The subplot at minute 24 is Ratso Rizzo, a sickly city-dweller. His name is appropriate: this is a man who lives in filth, who is just barely surviving. Ratso tells him he'll hook him up with a man who will pimp him out, but only for a fee. Joe meets the man, and the bait and switch is the guy is a Jesus freak who wants to save Joe.
Joe is broke, eats crackers at a diner, is locked out of his room. Sees Ratso randomly, and their uneasy friendship begins: Ratso offers him a place to stay, brings him in on dreams of escaping the city for Florida.
The writing could use work. The flashbacks are distracting: the overeager grandmother, the rape, "you're the only one, Joe." They tell us how Joe came to be who he is, but who cares? Likewise, Joe's latent homosexuality might have been shocking at the time, but now it plays out in obvious ways: he's weirded out at a gay bar, brutalizes a gay john in a sketchy hotel room. Finally, we see Ratso's death a mile away: he's always been sickly and we sense his Florida dreams will be out of reach to someone so small. And so they are. Ratso dies on the bus as Joe realizes, "Hell, I ain't no hustler".
It essentially starts on a bus, and that's how it ends.

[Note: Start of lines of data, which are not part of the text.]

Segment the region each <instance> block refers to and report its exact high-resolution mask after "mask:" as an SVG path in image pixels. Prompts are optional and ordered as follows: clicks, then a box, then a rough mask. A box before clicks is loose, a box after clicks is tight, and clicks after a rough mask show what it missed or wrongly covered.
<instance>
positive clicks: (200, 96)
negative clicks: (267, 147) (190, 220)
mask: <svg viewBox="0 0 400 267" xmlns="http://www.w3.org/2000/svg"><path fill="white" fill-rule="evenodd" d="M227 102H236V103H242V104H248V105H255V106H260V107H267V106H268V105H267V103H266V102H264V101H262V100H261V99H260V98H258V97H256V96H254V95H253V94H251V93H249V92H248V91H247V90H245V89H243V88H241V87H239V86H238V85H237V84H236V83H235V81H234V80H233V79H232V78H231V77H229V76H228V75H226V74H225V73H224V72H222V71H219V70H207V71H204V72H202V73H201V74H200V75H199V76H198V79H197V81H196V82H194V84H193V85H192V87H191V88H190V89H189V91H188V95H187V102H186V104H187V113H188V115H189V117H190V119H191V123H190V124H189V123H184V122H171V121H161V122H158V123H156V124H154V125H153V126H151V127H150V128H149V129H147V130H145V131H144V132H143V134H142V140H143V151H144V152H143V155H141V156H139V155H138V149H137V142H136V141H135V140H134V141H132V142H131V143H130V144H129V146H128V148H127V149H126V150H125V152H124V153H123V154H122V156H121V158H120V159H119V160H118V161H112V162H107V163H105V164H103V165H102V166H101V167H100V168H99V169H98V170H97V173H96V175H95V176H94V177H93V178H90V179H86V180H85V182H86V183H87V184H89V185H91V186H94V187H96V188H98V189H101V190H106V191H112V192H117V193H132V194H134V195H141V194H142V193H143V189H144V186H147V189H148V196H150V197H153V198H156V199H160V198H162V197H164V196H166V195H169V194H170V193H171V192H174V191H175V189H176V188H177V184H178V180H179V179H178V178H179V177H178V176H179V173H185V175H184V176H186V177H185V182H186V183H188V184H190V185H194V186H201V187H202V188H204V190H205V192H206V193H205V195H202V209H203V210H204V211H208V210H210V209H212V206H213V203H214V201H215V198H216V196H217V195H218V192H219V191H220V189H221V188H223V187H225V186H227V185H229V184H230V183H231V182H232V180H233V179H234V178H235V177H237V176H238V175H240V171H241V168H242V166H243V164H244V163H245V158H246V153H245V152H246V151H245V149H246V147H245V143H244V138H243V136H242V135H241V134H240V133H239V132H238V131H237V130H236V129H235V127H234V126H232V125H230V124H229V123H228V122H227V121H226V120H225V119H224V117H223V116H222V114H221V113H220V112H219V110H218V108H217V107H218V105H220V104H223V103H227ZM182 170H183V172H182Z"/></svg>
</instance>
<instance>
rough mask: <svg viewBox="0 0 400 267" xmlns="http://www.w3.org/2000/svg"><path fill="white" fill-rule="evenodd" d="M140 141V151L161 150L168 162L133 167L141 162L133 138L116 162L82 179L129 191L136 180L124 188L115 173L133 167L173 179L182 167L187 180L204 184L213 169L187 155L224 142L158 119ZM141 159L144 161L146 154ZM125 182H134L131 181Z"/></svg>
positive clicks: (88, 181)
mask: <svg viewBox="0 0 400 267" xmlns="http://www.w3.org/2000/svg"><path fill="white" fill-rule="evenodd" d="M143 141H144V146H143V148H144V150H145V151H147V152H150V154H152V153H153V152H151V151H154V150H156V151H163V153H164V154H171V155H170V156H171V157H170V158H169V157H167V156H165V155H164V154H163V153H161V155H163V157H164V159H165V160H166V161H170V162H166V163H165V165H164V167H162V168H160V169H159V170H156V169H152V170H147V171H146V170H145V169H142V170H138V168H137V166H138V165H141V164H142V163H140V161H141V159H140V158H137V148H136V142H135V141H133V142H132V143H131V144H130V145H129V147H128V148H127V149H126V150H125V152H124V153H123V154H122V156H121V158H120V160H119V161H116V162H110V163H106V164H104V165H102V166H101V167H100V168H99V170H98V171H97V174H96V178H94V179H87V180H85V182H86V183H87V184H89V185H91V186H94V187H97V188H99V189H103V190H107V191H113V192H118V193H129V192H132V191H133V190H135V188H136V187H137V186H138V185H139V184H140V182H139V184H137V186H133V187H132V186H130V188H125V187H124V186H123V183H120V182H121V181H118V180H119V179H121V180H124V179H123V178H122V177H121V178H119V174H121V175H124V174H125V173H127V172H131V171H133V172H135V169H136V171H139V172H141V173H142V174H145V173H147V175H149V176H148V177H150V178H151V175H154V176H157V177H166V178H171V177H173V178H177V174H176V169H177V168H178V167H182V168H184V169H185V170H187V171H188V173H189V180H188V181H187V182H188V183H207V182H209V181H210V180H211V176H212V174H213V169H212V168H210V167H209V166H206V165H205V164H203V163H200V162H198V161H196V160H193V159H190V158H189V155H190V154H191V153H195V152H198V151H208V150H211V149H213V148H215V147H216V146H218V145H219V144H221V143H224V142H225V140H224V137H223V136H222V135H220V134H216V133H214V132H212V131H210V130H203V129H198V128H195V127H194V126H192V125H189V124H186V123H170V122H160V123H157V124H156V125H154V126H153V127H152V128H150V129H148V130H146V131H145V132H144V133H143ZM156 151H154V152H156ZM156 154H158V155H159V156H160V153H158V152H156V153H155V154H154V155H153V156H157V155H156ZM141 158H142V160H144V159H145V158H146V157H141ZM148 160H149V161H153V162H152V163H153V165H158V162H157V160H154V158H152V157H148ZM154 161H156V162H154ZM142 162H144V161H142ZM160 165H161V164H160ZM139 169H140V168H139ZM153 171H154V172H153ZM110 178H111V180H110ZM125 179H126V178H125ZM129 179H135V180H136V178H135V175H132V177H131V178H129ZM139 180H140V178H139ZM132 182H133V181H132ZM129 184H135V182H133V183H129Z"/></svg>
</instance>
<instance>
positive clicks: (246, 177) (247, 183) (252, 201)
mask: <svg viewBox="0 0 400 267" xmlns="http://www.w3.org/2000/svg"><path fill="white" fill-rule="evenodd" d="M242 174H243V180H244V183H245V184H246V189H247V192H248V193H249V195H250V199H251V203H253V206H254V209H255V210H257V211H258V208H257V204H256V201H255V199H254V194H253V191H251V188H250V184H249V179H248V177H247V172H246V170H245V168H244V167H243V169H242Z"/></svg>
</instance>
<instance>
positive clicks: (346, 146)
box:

This is an interesting case wherein the directing does a disservice to the writing (which, despite many problems, is at its core a solid story), making it less of a film than perhaps it could have been. Oftentimes on this blog I have implied that the director elevated the material (particularly in regards to Scorcese, Spielberg, Hitchcock). Here, the dominate and poorly-aged stylistic tricks of 60s mod cinema just get in the way: the flashbacks, the heavy cutting, the zooms. This is, above all, a story that ought to have been told simply, and it was not. Luckily, the core of the writing and the acting shine through.